Smutne wieści z Chorwacji dotarł dzisiaj do motorsportowej braci. W wyniku wypadku zginął Craig Breen, będący kierowcą Hyundaia w WRC.
Jak wynika z informacji, które do nas docierają, Craig Breen zginął w czwartek popołudniu, około godziny 12:40. Do wypadku miało dojść podczas testów do Rajdu Chorwacji, na zamkniętym odcinku pomiędzy Lobor i Stari Golubovac. Choć pilot kierowcy – James Fulton – nie odniósł obrażeń, o wiele mniej szczęścia miał Irlandczyk Craig Breen, który zginął na miejscu. Samochód, którym jechali obaj zawodnicy wypadł z trasy, a następnie uderzył w drewniane ogrodzenie. To właśnie ono przebiło przednią szybę, doprowadzając do zgonu Breena.

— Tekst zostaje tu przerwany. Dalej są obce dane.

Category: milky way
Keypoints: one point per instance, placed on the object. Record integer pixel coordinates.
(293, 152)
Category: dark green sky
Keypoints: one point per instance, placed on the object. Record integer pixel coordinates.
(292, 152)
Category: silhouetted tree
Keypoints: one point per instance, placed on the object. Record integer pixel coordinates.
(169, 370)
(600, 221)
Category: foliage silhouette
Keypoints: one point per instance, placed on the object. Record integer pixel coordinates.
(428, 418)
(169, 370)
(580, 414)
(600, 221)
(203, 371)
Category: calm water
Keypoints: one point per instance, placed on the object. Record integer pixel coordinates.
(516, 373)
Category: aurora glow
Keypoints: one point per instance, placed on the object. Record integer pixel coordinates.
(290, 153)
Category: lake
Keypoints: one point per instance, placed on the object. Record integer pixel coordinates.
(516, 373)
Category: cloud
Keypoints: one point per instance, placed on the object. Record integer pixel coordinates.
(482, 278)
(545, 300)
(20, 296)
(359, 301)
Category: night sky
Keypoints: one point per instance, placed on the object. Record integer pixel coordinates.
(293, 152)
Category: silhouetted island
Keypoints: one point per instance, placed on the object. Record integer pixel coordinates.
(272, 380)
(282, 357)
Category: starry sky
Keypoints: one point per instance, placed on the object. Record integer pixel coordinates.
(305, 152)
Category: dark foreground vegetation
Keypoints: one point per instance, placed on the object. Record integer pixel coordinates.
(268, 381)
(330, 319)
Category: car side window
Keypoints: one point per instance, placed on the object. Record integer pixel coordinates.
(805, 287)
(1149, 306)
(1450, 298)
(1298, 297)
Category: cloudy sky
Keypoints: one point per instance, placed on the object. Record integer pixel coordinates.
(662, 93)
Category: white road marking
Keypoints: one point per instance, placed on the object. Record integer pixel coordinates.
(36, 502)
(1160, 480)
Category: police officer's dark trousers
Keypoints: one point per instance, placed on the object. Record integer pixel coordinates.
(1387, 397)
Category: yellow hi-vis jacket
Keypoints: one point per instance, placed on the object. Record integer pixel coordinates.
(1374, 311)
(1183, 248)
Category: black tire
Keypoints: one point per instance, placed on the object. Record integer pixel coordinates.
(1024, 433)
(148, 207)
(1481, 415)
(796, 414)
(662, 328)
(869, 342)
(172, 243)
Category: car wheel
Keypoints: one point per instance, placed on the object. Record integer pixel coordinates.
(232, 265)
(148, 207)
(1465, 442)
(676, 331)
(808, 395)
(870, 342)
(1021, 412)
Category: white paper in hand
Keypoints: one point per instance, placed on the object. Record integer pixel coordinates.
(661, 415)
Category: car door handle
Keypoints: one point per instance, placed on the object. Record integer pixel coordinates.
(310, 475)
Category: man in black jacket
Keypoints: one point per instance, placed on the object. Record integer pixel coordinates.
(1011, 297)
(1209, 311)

Breen nie żyje. Jest oświadczenie zespołu
Hyundai Motorsport wydał w tej sprawie oświadczenie:
„Hyundai Motorsport z głębokim smutkiem potwierdza, że kierowca Craig Breen stracił dziś swoje życie w następstwie wypadu podczas testów poprzedzających Rajd Chorwacji. Jadący z nim James Fulton nie odniósł obrażeń podczas wypadku, do którego doszło tuż po południu czasu lokalnego. Hyundai Motorsport przesyła najszczersze kondolencje rodzinie Craiga, jego przyjaciołom i licznym fanom. Hyundai Motorsport nie będzie w tej chwili dalej komentować tego wydarzenia”. – czytamy w oświadczeniu zespołu.